History and Tour

Edward Heath

Edward Heath Born: 9 July 1916 in St. Peter’s, Kent

First entered Parliament: 23 February 1950

Age he became PM: 53 years, 335 days

Maiden Speech: 26 June 1950 speaking in favour of the Schuman Plan for a European Coal and Steel Community

Total time as PM: Three years, 259 days

Died: 17 July 2005 in Salisbury

Facts and figures

Education: Chatham House Grammar School and Balliol College, Oxford

Family: Edward Heath is the elder of two sons, and is unmarried

Interests: Music and sailing

Biography

Maiden speech

During World War Two he served in the Royal Artillery. Heath won the constituency of Bexley for the Conservatives in 1950. His maiden speech concerned European unity an issue which was to figure prominently in his career.

Quickly appointed to the Whips Office, he held the post of Chief Whip from 1955-59, and as such was credited with keeping the parliamentary party together during the Suez Crisis.

In 1960 Heath was appointed Minister for Labour, and later Lord Privy Seal with responsibility for negotiating EC entry. De Gaulle’s veto of British membership was a bitter blow in 1963.

Britain finally joined the EEC while Heath was PM The Prime Minister, Alec Douglas-Home, subsequently made him President of the Board of Trade. His competence and success there helped Heath’s prospects for the leadership, which he won in 1965, aged 49.

It was then unusual for a Conservative leader not to be upper class, and it was hoped that a middle class leader would change the party’s image in the face of Harold Wilson’s down-to-earth Labour party.

In Opposition Heath proposed an agenda of trade union reform, tax cuts and spending restraints.

However, in government from 1970-74 the steep rises in the price of commodities and oil forced Heath’s administration to rescue businesses and adopt price and incomes policies to combat inflation.

Heath’s term in office also featured industrial action and the deployment of troops in Northern Ireland.

Notable achievement

One notable achievement was that Heath was finally able to lead Britain into EC membership, a long-held ambition.

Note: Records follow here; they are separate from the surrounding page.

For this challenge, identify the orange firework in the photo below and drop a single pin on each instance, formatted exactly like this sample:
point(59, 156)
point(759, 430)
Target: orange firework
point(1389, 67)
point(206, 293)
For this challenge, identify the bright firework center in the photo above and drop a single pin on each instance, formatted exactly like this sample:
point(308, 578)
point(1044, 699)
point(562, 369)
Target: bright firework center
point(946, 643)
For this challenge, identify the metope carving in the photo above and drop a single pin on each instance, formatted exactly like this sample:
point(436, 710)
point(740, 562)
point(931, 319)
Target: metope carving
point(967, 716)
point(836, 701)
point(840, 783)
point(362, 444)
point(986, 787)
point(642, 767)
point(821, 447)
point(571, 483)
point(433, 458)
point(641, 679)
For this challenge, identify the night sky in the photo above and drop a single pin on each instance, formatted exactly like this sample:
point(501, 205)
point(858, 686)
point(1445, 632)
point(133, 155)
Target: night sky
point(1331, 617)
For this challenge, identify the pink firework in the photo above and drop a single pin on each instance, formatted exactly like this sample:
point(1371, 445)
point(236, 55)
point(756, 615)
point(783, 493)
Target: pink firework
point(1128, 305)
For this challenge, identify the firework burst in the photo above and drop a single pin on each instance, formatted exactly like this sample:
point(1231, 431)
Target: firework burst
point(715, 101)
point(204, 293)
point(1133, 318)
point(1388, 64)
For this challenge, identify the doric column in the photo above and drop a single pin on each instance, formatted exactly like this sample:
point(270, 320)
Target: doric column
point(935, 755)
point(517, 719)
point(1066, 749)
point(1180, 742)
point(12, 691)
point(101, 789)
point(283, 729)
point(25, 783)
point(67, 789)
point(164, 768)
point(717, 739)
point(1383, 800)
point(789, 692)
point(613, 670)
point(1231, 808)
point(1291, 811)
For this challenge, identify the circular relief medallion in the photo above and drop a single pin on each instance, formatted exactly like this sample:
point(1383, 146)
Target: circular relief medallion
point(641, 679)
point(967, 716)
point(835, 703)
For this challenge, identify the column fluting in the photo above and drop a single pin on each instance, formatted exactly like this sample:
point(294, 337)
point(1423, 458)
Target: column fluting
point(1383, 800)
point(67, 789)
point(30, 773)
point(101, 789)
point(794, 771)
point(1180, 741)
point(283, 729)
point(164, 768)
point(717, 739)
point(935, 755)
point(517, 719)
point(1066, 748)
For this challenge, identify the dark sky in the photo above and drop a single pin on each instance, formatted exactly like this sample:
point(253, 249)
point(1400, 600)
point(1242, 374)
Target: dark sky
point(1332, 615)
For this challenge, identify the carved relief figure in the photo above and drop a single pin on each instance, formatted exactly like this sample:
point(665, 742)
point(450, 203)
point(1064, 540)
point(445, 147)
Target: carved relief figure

In February 1974 the Conservatives lost the election, despite winning more votes than Labour overall.

A second defeat in October seriously damaged Heath’s position. He was defeated in a leadership contest in 1975 by Margaret Thatcher.

After the 1979 general election he was offered, and declined, the job of Ambassador to the United States of America. He continued to be seen as a figure head by some on the left of the party up to the time of the 1981 Conservative Party conference.

Heath was critical of Thatcher’s policies and continued his vocal opposition to the Eurosceptic wing of the Conservative party in the Commons. He represented Old Bexley & Sidcup in the House of Commons, and was Father of the House from 1992-2001.

Sir Edward died on 17 July 2005. Tony Blair paid tribute, saying:

“He was a man of great integrity and beliefs he held firmly from which he never wavered.”

Quote unquote

“If politicians lived on praise and thanks they’d be forced into some other line of business.”

Did you know?

Heath was the son of a carpenter from Broadstairs in Kent. He went to a state grammar school, and succeeded in the exam to get to Balliol College, Oxford.